10
2:30 P.M., Saturday, April 10
Tubac, Arizona
It was early afternoon when a weary Sheriff Manuel Renteria pulled into the attached garage at his house on the outskirts of Tubac. He parked his dusty patrol car next to his refurbished candy-apple-red Dodge Charger and then sat there for a few minutes, gauging how tired he was. Halfway through his third four-year term of office, this had been his worst day ever on the job.
“I’m too damned old for this crap,” he muttered to himself as he made his way into his too-quiet house.
The stucco tract home in Tubac was covered with trellises of bright pink bougainvillea that climbed the outside walls. Once, the house and the yard had been a lively place with kids coming and going at all hours and a dog or two racing to the gate or the door to greet him.
Back then, when he came home from work, the house was always filled with the smells of cooking, because that was the way Midge was. She loved to cook, and she always had something simmering on top of the stove or baking in the oven. Now there was no one here but him, and the only cooking that went on was in the microwave as he heated up an occasional Hungry-Man frozen dinner.

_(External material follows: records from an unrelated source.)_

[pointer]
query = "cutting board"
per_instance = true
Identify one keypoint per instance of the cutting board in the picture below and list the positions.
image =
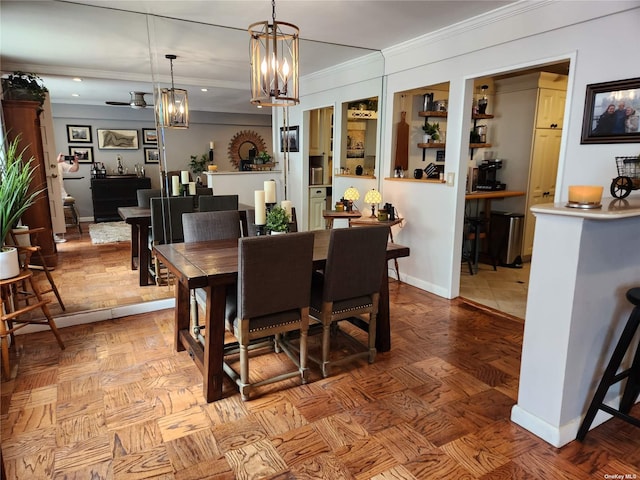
(402, 143)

The kids were grown and gone, Midge had been dead for five years, and two months earlier he’d had to put down his aging German shepherd, Charger, named after the car, of course.

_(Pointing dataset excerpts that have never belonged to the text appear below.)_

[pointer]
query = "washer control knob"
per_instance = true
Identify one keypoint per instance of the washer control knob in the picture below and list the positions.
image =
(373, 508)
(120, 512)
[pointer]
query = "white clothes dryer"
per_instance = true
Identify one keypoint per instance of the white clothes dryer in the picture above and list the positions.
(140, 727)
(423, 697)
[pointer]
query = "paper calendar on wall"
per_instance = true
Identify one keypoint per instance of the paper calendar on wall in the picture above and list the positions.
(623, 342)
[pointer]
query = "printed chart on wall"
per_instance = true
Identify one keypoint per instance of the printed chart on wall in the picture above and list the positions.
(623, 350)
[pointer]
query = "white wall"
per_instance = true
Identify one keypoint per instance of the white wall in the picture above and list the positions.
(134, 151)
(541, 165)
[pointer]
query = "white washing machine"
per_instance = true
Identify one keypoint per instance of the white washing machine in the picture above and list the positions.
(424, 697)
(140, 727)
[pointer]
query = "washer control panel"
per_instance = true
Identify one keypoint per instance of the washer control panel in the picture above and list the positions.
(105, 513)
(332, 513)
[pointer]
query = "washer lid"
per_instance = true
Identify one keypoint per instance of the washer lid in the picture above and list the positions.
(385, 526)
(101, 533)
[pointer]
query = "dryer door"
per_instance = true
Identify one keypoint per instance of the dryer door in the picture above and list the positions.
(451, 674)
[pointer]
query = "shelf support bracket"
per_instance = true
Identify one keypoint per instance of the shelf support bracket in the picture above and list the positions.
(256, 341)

Manuel would never be able to admit it to his kids, but right now he missed Charger more than he missed Midge. He guessed that over time he had gotten used to her being gone. The loss of the dog was still too new. Up until a few weeks ago, he’d still been able to help Charger into the Dodge to take long Sunday drives. Charger loved riding shotgun, with his nose stuck out the window and mariachi music pounding through the muscle car’s killer sound system.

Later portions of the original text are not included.